Michelin Starred Chef, Alan Murchison, has held a Michelin star at L’Ortolan for 11 years and is the inspiration behind the 10in8 Fine Dining group of restaurants. Prior to taking up his position as Executive Chef at L’Ortolan, Alan trained with Raymond Blanc at Le Manoir aux Quat Saisons.  Alan has appeared several times on BBC2’s Great British Menu as both competitor and mentor and his recipes are regularly featured in the national media.

Gerard Basset is arguably one of the greatest wine professionals of his generation, the reigning World Champion Sommelier and the only person ever to simultaneously hold the Master of Wine, Master Sommelier and MBA Wine honours. Gerard co-founded the hugely successful Hotel du Vin Group and latterly the award winning, New Forest boutique wine hotel, Hotel TerraVina.

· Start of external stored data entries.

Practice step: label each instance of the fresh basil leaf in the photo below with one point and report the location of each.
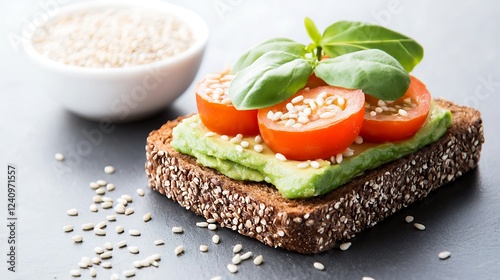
(345, 37)
(281, 44)
(312, 31)
(373, 71)
(272, 78)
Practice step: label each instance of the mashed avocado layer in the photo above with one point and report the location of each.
(193, 138)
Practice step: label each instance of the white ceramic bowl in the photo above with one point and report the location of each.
(126, 93)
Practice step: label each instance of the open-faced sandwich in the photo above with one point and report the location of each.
(303, 146)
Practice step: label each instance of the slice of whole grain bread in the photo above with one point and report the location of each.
(316, 224)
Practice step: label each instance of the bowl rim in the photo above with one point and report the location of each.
(195, 22)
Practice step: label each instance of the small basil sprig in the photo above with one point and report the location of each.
(348, 54)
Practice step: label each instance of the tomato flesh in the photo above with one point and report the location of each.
(320, 137)
(393, 125)
(217, 112)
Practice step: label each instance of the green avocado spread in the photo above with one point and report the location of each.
(213, 150)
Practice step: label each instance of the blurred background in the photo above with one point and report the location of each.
(461, 63)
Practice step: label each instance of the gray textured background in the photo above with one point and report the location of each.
(461, 52)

Alan and Gerard are business partners and have been friends for more than 10 years.

L'ortolan Prestige Menu

About the evening …

Alan and Gerard invite you to join them for a very exclusive evening at L’Ortolan.  Aperitifs and canapés precede a sensational seven course menu devised by Alan with wines selected by Gerard.  Of course, during dinner Alan will comment on the food and Gerard the wines, but more than that, they will talk about their careers with some behind the scenes stories.  There will be plenty of opportunity to ask them both questions during this relaxed and informal evening.